About three years ago, she took some homemade cupcakes to a party and one minute they were there; the next, they were gone.
“That sort of started Cupcake Chromatography,” says Sandy-Bruce, who, like Troter, is originally from Trinidad.
“People at BMCC are surprised to find out that I bake,” she adds. Fittingly, her sweets-themed blog “relates science to baking.” (One recent post outlined the baking uses for isomalt sugar.)
“I try to make the blog educational so readers can find a good recipe and learn a bit more about science as well,” she explains.
This season, she’s made tea-inspired cupcakes, cheesecake, pumpkin fruit cakes, and more.
“I’ve also gotten better at making ‘animal faces’ cakes for baby showers,” she explains. “It’s been my new forte.”

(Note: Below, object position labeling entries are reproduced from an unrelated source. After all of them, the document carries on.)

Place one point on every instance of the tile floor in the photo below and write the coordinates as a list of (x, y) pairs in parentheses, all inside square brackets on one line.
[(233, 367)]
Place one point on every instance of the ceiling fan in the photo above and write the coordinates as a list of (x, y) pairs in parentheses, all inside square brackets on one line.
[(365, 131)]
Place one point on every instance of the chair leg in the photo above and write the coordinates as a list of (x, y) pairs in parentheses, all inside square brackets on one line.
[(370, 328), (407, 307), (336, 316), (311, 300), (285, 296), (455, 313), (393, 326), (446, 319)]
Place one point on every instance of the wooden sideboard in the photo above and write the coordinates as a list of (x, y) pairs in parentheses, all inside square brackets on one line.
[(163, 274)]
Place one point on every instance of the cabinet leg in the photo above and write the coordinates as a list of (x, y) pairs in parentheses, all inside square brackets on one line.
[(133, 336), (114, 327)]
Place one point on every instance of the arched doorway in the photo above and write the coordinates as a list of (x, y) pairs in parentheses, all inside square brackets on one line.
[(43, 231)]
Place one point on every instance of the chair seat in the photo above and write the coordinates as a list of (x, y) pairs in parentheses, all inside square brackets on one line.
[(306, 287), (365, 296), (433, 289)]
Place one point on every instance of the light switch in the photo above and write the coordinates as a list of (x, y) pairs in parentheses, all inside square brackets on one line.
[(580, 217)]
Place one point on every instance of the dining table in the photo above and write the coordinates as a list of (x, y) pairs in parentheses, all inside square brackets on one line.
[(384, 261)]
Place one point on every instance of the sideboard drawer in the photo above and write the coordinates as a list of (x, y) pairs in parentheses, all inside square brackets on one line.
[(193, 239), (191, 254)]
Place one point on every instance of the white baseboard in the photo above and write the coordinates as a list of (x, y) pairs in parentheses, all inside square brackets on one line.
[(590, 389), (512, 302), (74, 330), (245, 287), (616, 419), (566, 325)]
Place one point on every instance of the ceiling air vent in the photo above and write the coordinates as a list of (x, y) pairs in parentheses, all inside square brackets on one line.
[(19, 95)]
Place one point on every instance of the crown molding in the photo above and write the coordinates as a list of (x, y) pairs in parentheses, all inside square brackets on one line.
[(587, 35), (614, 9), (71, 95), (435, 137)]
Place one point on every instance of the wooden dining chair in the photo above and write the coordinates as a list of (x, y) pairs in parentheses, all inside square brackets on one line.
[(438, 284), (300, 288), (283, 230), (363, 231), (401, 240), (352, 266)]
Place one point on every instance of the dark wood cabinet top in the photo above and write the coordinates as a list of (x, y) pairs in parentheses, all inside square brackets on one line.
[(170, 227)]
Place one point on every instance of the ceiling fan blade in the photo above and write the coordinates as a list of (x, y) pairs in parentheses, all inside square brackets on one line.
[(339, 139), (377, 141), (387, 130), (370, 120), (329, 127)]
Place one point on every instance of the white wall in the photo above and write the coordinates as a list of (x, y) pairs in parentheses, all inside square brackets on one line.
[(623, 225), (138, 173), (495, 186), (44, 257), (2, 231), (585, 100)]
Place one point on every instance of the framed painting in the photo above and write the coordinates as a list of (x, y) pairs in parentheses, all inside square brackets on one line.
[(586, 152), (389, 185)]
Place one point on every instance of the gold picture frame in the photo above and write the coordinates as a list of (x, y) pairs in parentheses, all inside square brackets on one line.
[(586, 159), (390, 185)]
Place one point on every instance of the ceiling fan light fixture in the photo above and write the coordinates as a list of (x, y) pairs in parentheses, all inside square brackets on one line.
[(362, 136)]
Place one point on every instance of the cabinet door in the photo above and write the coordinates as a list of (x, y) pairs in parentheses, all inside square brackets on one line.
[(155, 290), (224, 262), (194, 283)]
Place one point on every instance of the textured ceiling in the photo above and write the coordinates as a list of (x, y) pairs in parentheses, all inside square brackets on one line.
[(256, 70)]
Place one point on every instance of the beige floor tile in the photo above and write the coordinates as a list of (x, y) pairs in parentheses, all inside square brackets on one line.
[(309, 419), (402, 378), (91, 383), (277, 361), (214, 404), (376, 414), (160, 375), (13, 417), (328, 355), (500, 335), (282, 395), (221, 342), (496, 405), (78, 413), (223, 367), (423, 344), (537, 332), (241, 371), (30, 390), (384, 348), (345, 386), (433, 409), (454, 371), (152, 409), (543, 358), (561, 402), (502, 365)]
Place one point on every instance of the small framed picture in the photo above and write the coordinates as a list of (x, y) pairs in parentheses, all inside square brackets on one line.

According to Sandy-Bruce, for the holiday season, she put her own spin on the black fruit cake, a traditional dessert in Trinidad.
“I made a lighter, cupcake version that’s less dense,” she says.
Sandy-Bruce loves getting into the holiday spirit, and not just for the meals…
“For me, this time of year is about family, and nothing brings family together like food,” she wrote on her blog. “And you can’t have food without some great dessert.”